III. Eligibility Information
A. Eligible Applicants
See Section I. Funding Opportunity Description, Section C. Definitions of this NOFO for a detailed description of eligible applicants.
B. Cost Sharing/Matching
There is no cost sharing/matching for this grant program.
C. Unique Entity Identifier
Applicants must be registered in the System for Award Management ( sam.gov ) and provide a unique entity identifier and continue to maintain an active SAM registration with current information as per 2 CFR part 200 (Appendix 1).
IV. Application and Scoring Information
A. Content and Form of Application
Applicants must include all required documents in their application submission. Submission of an incorrect, incomplete, inconsistent, unclear, or incorrectly formatted application package will result in the application being rejected. The application is organized into the following sections:
Section A: Background, Qualifications, Experience & Past Performance of Applicant and Any Identified Community Partners (30 Maximum Points)
VA will award points based on the background, qualifications, experience and past performance of the applicant and any community partners identified by the applicant in the suicide prevention services grant application. VA will consider whether the applicant's, and any identified community partners', background and organizational history are relevant to the program; whether the applicant, and any identified community partners, maintain organizational structures with clear lines of reporting and defined responsibilities; and whether the applicant, and any identified community partners, have a history of complying with agreements and not defaulting on financial obligations.

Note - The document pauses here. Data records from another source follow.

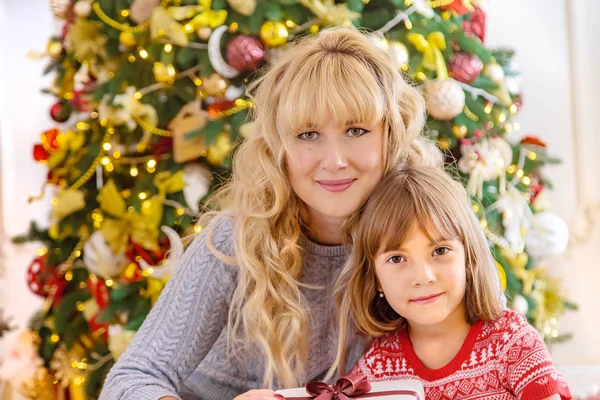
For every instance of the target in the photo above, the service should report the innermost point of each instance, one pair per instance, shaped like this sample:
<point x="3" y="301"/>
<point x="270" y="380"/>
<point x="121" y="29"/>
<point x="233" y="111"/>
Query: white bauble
<point x="548" y="236"/>
<point x="100" y="259"/>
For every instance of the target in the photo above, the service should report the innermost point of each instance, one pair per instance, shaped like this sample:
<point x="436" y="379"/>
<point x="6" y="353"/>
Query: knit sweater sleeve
<point x="529" y="369"/>
<point x="182" y="326"/>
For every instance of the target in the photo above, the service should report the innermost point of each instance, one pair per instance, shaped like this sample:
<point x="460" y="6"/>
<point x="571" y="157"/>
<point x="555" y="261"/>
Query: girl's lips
<point x="426" y="299"/>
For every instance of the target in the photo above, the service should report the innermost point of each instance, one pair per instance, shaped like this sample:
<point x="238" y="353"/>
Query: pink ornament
<point x="476" y="25"/>
<point x="465" y="67"/>
<point x="245" y="53"/>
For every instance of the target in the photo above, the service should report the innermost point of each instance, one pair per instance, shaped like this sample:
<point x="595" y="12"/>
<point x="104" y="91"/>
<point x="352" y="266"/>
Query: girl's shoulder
<point x="509" y="324"/>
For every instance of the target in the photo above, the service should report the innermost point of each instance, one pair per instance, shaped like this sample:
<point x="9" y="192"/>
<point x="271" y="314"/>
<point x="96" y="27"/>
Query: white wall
<point x="557" y="51"/>
<point x="24" y="25"/>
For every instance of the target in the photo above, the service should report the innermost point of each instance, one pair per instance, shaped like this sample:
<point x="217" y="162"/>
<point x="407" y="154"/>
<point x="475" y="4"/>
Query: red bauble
<point x="40" y="153"/>
<point x="458" y="7"/>
<point x="476" y="24"/>
<point x="44" y="281"/>
<point x="245" y="53"/>
<point x="61" y="111"/>
<point x="465" y="67"/>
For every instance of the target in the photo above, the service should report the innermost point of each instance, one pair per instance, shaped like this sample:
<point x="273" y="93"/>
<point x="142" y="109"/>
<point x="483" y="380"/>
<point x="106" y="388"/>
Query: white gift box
<point x="413" y="391"/>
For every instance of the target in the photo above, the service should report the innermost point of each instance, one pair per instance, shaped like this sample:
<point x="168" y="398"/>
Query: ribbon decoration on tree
<point x="353" y="386"/>
<point x="431" y="48"/>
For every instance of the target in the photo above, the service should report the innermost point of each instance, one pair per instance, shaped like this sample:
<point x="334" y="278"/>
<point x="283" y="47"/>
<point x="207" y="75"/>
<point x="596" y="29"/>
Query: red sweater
<point x="501" y="359"/>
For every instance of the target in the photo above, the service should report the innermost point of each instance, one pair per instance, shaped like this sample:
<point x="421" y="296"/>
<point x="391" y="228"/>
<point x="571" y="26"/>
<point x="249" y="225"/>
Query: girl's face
<point x="334" y="169"/>
<point x="424" y="281"/>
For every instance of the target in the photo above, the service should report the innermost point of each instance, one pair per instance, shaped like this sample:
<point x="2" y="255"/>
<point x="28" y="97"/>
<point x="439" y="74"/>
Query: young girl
<point x="421" y="280"/>
<point x="250" y="304"/>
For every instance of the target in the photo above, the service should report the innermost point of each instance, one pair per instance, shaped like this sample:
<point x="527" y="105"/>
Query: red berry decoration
<point x="245" y="53"/>
<point x="61" y="111"/>
<point x="465" y="67"/>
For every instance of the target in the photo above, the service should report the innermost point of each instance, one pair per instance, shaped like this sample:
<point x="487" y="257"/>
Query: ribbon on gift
<point x="353" y="386"/>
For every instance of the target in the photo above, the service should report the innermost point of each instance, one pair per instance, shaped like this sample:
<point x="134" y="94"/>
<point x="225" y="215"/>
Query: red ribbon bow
<point x="351" y="385"/>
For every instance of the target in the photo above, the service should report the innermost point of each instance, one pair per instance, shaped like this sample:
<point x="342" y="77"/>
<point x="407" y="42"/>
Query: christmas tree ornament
<point x="127" y="39"/>
<point x="164" y="27"/>
<point x="247" y="130"/>
<point x="399" y="54"/>
<point x="459" y="7"/>
<point x="245" y="53"/>
<point x="495" y="72"/>
<point x="520" y="304"/>
<point x="141" y="10"/>
<point x="60" y="8"/>
<point x="214" y="86"/>
<point x="204" y="32"/>
<point x="66" y="203"/>
<point x="215" y="56"/>
<point x="197" y="180"/>
<point x="445" y="98"/>
<point x="330" y="13"/>
<point x="244" y="7"/>
<point x="190" y="118"/>
<point x="5" y="324"/>
<point x="431" y="47"/>
<point x="219" y="150"/>
<point x="548" y="236"/>
<point x="483" y="161"/>
<point x="164" y="73"/>
<point x="423" y="7"/>
<point x="55" y="48"/>
<point x="83" y="8"/>
<point x="100" y="260"/>
<point x="164" y="269"/>
<point x="118" y="340"/>
<point x="86" y="40"/>
<point x="274" y="33"/>
<point x="476" y="24"/>
<point x="465" y="67"/>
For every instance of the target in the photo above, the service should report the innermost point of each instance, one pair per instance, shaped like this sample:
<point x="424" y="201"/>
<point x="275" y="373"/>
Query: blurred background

Staff qualifications includes determining whether the applicant's staff, and any identified community partners' staff, have experience providing services to, or coordinating services for, eligible individuals and their families as well as experience administering programs similar to SSG Fox SPGP.
Organizational qualifications and past performance, including experience with Veteran services, will be considered. VA will score this criterion based on whether the applicant, and any identified community partners, have organizational experience: (i) Providing suicide prevention services to, or coordinating suicide prevention services for, eligible individuals and their families; (ii) coordinating such services for eligible individuals and their families among multiple organizations and Federal, state, local, and tribal governmental entities; (iii) administering a program similar in type and scale to SSG Fox SPGP to eligible individuals and their families; and (iv) working with Veterans and their families.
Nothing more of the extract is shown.